Borges era argentino y odiaba el fútbol. Le parecía muy exagerado que en su país consideren un asunto de Estado algo que no es más que un juego y que descuiden asuntos cruciales para el país y para la gente. El cineasta Alejandro Doria, también argentino, dice que el fútbol vuelve tontos a muchos de sus compatriotas, capaces de matarse en las tribunas por nada más que un gol o un penal.
Cuando el premio Nobel Gabriel García Márquez visitó Buenos Aires algunos años atrás, los medios locales le dieron muy poca importancia porque su estadía coincidió con los preparativos de un clásico Boca-River. Antes de abordar el avión de retorno a Colombia, un periodista le preguntó cuándo iba a volver. “Cuando sea jugador de fútbol”, respondió.
Estas anécdotas no tienen la menor intención de agraviar a mis queridos amigos argentinos, sino comparar lo que sucede allá con lo que nos ocurre a los bolivianos con el carnaval. Jamás he visto tanta energía desplegada, tanto trabajo, creatividad y derroche de talento en una empresa como el carnaval. Si le dedicáramos la mitad de ese empeño a la educación, la salud o la limpieza de la ciudad, nos volveríamos Suiza en menos de lo que canta un gallo y seguramente la Unesco nos entregaría un reconocimiento.

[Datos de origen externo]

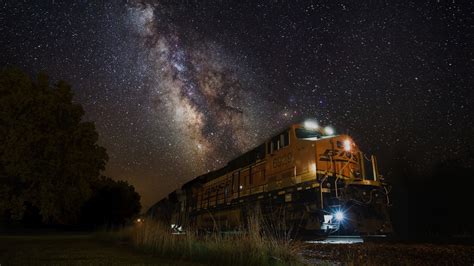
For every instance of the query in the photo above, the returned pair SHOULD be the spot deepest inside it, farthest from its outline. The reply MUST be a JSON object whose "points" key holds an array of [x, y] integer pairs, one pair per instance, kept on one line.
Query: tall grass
{"points": [[250, 247]]}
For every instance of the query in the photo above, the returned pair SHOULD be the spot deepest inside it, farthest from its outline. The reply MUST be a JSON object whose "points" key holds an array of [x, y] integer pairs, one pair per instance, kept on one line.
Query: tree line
{"points": [[50, 159]]}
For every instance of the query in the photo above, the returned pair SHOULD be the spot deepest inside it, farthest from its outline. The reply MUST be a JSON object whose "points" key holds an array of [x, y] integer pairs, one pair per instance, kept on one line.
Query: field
{"points": [[81, 249], [72, 249]]}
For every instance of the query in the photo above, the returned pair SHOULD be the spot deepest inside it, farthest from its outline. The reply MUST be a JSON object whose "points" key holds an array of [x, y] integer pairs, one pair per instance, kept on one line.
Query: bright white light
{"points": [[347, 145], [311, 124], [329, 130], [339, 216]]}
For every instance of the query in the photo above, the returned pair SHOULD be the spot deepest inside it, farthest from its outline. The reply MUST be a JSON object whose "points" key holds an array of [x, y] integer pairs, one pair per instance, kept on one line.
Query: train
{"points": [[306, 177]]}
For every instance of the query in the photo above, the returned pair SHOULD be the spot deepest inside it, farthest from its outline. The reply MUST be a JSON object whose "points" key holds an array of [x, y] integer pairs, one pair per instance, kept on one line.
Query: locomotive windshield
{"points": [[304, 133]]}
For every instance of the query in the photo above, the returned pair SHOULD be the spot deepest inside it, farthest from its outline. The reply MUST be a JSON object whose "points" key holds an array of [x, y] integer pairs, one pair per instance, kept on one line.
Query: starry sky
{"points": [[178, 88]]}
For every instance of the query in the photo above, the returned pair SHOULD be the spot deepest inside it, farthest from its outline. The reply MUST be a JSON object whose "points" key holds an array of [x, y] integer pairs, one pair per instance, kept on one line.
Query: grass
{"points": [[251, 247], [71, 249]]}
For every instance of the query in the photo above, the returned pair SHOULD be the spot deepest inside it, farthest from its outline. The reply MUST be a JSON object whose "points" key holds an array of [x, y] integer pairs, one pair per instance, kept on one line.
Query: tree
{"points": [[113, 203], [48, 157]]}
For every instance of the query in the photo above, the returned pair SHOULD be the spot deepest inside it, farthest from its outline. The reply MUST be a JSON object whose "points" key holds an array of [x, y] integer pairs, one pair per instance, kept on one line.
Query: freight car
{"points": [[306, 177]]}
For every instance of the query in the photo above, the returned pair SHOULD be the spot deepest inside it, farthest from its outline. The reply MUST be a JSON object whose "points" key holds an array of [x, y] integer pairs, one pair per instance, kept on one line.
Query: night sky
{"points": [[178, 88]]}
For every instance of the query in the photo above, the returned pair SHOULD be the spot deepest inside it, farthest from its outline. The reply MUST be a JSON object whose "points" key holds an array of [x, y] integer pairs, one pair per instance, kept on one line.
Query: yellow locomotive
{"points": [[321, 181]]}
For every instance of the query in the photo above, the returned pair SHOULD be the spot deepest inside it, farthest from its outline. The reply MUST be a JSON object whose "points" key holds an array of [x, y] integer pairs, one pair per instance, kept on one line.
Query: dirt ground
{"points": [[389, 254]]}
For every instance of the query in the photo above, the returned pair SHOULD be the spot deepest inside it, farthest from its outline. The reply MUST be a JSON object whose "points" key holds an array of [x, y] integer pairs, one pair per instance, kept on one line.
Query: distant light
{"points": [[339, 215], [329, 130], [311, 124], [347, 145]]}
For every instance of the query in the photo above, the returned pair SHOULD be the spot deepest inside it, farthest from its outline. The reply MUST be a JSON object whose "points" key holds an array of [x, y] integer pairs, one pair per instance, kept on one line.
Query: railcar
{"points": [[305, 177]]}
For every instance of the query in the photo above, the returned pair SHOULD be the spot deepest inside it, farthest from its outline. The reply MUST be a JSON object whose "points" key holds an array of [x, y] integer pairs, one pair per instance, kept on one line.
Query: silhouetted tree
{"points": [[48, 156], [113, 203]]}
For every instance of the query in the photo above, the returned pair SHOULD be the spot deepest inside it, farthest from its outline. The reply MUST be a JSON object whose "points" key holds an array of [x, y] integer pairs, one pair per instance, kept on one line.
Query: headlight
{"points": [[347, 145], [339, 215]]}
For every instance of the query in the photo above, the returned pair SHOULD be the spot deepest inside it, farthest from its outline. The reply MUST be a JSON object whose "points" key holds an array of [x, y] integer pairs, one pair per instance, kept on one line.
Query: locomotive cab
{"points": [[321, 181]]}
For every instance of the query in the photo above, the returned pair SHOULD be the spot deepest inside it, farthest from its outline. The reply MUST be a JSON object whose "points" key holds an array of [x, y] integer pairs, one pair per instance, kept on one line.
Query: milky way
{"points": [[197, 88], [178, 88]]}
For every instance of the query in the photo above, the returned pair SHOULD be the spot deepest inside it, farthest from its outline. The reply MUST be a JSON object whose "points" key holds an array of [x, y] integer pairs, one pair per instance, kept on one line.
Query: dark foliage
{"points": [[50, 161], [113, 203], [435, 204]]}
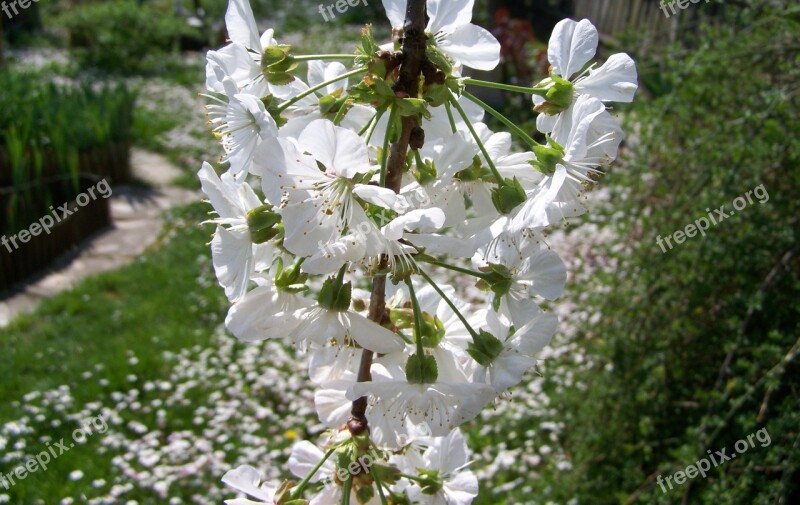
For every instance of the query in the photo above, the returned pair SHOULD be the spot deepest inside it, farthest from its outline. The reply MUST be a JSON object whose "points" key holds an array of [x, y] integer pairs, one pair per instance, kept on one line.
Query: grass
{"points": [[162, 302]]}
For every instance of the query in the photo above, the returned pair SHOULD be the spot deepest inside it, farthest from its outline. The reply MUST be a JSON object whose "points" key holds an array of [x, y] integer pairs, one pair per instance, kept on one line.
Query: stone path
{"points": [[136, 214]]}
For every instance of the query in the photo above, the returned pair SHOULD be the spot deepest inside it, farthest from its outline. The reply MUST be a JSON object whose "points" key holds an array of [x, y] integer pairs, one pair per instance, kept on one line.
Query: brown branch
{"points": [[407, 85]]}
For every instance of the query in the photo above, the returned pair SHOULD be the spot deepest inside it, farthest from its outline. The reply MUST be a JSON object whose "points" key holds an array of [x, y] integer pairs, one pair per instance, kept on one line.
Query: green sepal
{"points": [[485, 348], [412, 107], [558, 96], [335, 295], [262, 222], [430, 481], [403, 319], [425, 173], [437, 95], [439, 59], [291, 279], [421, 369], [386, 474], [280, 78], [547, 157], [508, 196], [364, 494]]}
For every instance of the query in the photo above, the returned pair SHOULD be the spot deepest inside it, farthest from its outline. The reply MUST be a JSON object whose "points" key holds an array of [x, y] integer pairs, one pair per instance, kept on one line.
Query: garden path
{"points": [[137, 219]]}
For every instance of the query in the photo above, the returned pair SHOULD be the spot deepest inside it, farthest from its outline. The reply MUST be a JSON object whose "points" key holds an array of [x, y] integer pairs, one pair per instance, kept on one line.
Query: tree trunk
{"points": [[413, 57], [1, 41]]}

No tengo la menor duda que el carnaval nos vuelve tontos y eso que yo considero a esta fiesta como un elemento cultural muy importante que permite a las sociedades quitarse el tapón por tres días para no estallar. Pero precisamente, la falta de espontaneidad, la excesiva vanidad, la comercialización y todo esos escaparates, al igual que el fútbol, le quitan al carnaval la posibilidad de ser una genuina expresión popular. Y el colmo de la tontería, por supuesto, es vender la dignidad de toda una región por un brincao.
Dice mi una persona X, que cuando hay plata de por medio no existe rivalidad.